Fishy Business - Time to reform EU fisheries policy?9 November 2011
Business as usual is no longer an option for the EU’s Common Fisheries Policy (CFP) and change is “absolutely necessary,” said Maria Damanaki, EU commissioner for maritime affairs and fisheries.
Sustainability must be at the heart of the reform process: from an environmental, economic and social perspective, explained Damanaki. “We need to be sincere and honest: without environmental sustainability first, stocks won’t survive and there’ll be no business, no economic activity and no fisheries commissioner!” she said.
“There are fewer and fewer fish in the sea,” Damanaki said, making the case for reform. “That’s not an NGO invention and it’s not just environmentalists who are saying it: we have the concrete facts. It’s about realism. We need stocks to feed our children and save our future,” she said.
Catch sizes have been declining since the 1990s, but EU taxpayers’ money has been used to build ever larger fleets. “Now we’re giving fishermen money to stay alive, because there are no fish left,” Damanaki deplored.
The European Commission wants to phase out discards and achieve environmental sustainability by 2015. Enforcing maximum sustainable yields should secure social sustainability and banning discards should help fish stocks to recover, the commissioner explained.
“We must help fishermen to market their products. Let’s get more from the fish we catch: catch less, earn more,” Damanaki said.
Nevertheless, she said a step-by-step approach would be required to soften the economic blow. “If we end discards tomorrow then we’ve got to give fishermen another way to use fish,” she said.
Financial support for the transition could come from a European Maritime and Fisheries Fund, the commissioner argued. The Fund could also finance fishermen who don’t overfish or fish during spawning periods because they carry out alternative activities instead, like clearing the oceans of litter.

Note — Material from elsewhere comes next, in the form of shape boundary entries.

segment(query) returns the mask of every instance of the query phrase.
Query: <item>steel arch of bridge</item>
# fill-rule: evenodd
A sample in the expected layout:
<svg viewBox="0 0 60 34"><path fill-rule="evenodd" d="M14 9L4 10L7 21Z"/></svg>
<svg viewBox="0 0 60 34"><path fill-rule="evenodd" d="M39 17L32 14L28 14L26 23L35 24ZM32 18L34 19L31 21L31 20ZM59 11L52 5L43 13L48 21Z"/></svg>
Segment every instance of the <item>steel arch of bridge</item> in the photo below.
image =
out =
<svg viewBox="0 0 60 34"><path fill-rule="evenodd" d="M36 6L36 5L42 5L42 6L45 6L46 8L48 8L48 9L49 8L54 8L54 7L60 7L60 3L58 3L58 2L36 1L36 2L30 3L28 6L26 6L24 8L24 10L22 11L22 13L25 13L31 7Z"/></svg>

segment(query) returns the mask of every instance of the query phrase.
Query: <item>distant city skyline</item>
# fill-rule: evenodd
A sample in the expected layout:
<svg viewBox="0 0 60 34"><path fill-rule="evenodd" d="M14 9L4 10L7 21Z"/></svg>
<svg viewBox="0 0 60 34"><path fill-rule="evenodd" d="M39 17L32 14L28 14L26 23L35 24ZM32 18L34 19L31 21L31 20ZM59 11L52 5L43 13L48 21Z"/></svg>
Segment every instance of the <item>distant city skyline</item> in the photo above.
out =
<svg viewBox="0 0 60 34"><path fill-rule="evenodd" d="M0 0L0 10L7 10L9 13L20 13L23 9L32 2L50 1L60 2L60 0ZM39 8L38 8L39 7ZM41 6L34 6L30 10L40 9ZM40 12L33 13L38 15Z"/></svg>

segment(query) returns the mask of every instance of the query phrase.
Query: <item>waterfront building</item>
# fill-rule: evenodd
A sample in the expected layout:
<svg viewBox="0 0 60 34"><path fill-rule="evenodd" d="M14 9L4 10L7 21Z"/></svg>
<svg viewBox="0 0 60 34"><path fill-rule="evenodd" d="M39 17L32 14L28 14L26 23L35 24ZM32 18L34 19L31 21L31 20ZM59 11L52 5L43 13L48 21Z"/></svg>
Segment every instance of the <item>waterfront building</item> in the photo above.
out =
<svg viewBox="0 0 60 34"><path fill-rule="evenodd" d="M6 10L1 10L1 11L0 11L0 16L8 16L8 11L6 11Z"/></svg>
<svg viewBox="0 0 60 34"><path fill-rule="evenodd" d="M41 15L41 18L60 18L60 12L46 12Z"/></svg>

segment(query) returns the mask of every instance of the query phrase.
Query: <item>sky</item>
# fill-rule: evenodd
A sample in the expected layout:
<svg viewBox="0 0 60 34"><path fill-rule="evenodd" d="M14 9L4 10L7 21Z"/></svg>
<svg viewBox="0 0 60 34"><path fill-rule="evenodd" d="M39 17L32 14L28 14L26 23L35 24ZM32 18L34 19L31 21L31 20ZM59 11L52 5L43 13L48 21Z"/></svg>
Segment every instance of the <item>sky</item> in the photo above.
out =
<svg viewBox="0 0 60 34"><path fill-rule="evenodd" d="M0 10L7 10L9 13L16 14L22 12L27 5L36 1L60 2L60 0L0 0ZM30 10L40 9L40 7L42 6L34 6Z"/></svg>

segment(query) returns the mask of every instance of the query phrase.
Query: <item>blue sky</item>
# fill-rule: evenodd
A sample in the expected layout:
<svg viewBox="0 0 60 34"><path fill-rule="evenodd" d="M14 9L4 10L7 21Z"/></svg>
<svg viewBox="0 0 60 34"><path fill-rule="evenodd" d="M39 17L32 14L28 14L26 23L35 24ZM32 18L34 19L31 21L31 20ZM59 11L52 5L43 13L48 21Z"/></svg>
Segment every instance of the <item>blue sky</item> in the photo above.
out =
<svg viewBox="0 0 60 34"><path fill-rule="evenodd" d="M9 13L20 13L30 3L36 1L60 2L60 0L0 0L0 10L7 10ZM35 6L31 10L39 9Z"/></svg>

“It’s important to take action against overfishing and towards sustainable management. But what will happen to traditional fishing communities? They have a multifunctional societal role in coastal areas and have a huge value beyond catching fish, especially in producing public goods,” warned Portuguese MEP Maria do Céu Patrão Neves, a member of the European Parliament’s fisheries committee who sits in the centre-right European People’s Party (EPP) group.
“The maximum sustainable yield goal is very ambitious and the Commission is well aware of this. It should be a goal, but not at any price. It will be very difficult to achieve by 2015 because the reform won’t be properly in place until 2013,” the MEP said.
“The price to pay will be very high: the death of some fishing communities,” she warned.
Neves expressed concern over the scientific basis adopted for the Commission’s ecosystem approach. “How will we put good intentions into practice?” she wondered.
“Giving member states the responsibility to implement the scientific approach is a worry: how neutral and objective will it be?” Neves asked.
The MEP also called for new EU marketing standards and clearer labelling to provide consumers with information on fish products, for example whether a fishery is sustainable.
The international community must also fulfil its obligations if global fish stocks are to recover, Neves warned. “We need to able to go and fish elsewhere with our own good practices. Bu other countries don’t act so responsibly,” she complained.
“The CFP is unsustainable and a failure: there’s little disagreement here, so this is a unique opportunity to change it. The status quo cannot continue,” said Markus Knigge, advisor to the Pew Environment Group.
“We’re not as enthusiastic as the commissioner: there’s nothing in the legal text to back up her claims regarding environmental sustainability. The only environmental point is the discard ban. But there’s plenty of emphasis on protecting livelihoods and communities,” Knigge said.
He questioned whether the model enshrined by the CFP was the right way to go. “Shouldn’t we be creating a system that rewards fishermen who catch in a sustainable way? There’s too much presumption that small-scale fisheries are benign. If that were true, we wouldn’t be seeing problems in the Mediterranean or the Baltic,” he claimed.
Knigge would prefer to see “a toolbox of access regimes” rather than a one-size-fits-all model. “We can’t have super-efficient 9.99m boats that are just under the threshold,” he argued.
Moreover, the development of environmentally-friendly fleets must not contribute to over-capacity. “We need to think much more carefully about which ships we scrap and which new ones we build,” Knigge said, accusing the EU of spending too much on the private sector instead of restructuring the public sector.
Managing marine resources more effectively, reducing existing capacity and improving sustainability should be central goals of the new EU fisheries policy, said German Jeub, director of EU policy and fisheries at the German Federal Ministry of Food, Agriculture and Consumer Protection.
Reaching agreement on these priorities will be easy, he predicted, promising that Germany would back the maximum sustainable yield principle. “But the devil is in the detail of the Commission’s proposals,” he warned.
“Managing EU waters sustainably is one thing, but more emphasis must be placed on achieving sustainability in waters outside the EU,” he said.